Die Verwendung eines Materials mit Moderatorwirkung und eines Materials, das im wesentlichen keine Moderatorwirkung hervorruft, in Form dünner Schichten führt dazu, daß das Moderatormaterial im Körper des Eichnormals 10 annähernd gleichmäßig verteilt ist, so daß das Eichnormal solche Eigenschaften erhält, daß es eine Masse mit homogenem Wasserstoffgehalt darstellt. Hierbei kann man die Höhe des dargestellten Wasserstoffgehalts dadurch bestimmen, daß man die Dicke der Schichten oder die anteiligen Mengen der Materialien mit bzw. ohne Moderatorwirkung entsprechend variiert. Fig. 4 bis 7 zeigen verschiedene Möglichkeiten zur Erzielung einer solchen unterschiedlichen Materialverteilung.

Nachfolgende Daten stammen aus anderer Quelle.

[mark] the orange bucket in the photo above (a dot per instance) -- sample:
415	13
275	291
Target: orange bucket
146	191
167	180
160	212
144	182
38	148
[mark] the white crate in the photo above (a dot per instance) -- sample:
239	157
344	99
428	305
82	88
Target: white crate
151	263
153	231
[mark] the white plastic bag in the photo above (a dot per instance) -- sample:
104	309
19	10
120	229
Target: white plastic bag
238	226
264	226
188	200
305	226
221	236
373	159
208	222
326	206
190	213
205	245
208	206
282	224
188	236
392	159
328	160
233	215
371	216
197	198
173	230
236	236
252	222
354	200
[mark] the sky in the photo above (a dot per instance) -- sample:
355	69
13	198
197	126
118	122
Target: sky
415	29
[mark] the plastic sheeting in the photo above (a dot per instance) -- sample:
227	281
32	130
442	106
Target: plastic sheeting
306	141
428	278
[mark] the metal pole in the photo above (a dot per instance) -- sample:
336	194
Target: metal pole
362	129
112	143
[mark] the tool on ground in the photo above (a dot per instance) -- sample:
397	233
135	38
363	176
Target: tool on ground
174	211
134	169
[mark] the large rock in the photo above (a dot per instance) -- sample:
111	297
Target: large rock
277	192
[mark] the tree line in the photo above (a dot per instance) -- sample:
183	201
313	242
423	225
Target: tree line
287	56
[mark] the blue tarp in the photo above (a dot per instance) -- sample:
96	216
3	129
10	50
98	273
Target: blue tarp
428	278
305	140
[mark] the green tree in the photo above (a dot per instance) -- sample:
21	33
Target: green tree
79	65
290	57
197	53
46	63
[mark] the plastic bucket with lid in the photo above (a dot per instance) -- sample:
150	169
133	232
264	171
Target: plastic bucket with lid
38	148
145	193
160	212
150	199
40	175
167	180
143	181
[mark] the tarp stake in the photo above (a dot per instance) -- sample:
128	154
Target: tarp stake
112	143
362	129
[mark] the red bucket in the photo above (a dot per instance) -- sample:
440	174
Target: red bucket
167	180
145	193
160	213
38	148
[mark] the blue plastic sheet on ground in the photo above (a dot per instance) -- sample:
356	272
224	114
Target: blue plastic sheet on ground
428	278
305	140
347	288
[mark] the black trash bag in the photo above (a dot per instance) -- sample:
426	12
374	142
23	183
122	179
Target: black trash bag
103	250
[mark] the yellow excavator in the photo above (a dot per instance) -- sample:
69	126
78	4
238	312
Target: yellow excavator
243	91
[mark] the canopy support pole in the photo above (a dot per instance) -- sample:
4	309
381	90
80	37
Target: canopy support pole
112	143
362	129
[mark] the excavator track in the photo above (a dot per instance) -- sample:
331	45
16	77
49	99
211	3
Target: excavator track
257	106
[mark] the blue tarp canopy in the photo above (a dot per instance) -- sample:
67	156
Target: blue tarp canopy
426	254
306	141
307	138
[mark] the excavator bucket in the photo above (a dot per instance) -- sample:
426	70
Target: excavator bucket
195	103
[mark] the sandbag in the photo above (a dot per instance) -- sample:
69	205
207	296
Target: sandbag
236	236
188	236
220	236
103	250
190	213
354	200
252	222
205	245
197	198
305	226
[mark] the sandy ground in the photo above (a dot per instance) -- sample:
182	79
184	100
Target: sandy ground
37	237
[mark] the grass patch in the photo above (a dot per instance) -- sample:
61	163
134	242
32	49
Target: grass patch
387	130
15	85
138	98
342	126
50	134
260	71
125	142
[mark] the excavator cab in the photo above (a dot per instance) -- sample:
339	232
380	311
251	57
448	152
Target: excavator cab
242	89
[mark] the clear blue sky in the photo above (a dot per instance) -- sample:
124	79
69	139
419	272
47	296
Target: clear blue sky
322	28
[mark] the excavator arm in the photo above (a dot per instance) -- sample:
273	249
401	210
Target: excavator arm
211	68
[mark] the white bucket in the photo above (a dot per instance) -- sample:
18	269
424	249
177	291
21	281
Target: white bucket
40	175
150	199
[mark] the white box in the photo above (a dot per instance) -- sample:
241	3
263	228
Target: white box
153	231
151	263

Bei der Ausführungsform nach Fig. 3 haben die dünnen Schichten 14 aus dem Material mit Moderatorwirkung etwa die gleiche Dicke wie die Schichten 15 aus dem Material ohne Moderatorwirkung. Bei den bevorzugten Ausführungsformen eines Eichnormals 10 bestehen die dünnnen Schichten 14 vorzugsweise aus einem Kohlenwasserstoffpolymer, das in Beziehung zu Neutronen eine Moderatorwirkung hat. Als Polymer wird vorzugsweise Polyäthylen verwendet, das sich leicht in Form von Filmen oder Blättern mit der gewünschten Dicke in der Größenordnung von etwa 0,5 mm beschaffen läßt. Die dünnen Schichten 15 aus dem Material ohne Moderatorwirkung bestehen vorzugsweise aus metallischem Magnesium, das sich in Form von Blechtafeln beschaffen läßt, deren Dicke mindestens etwa der Dicke der Filme oder Blätter aus Polyäthylen entspricht. Es liegt auf der Hand, daß auch andere Materialien mit bzw. ohne Moderatorwirkung verwendet werden können.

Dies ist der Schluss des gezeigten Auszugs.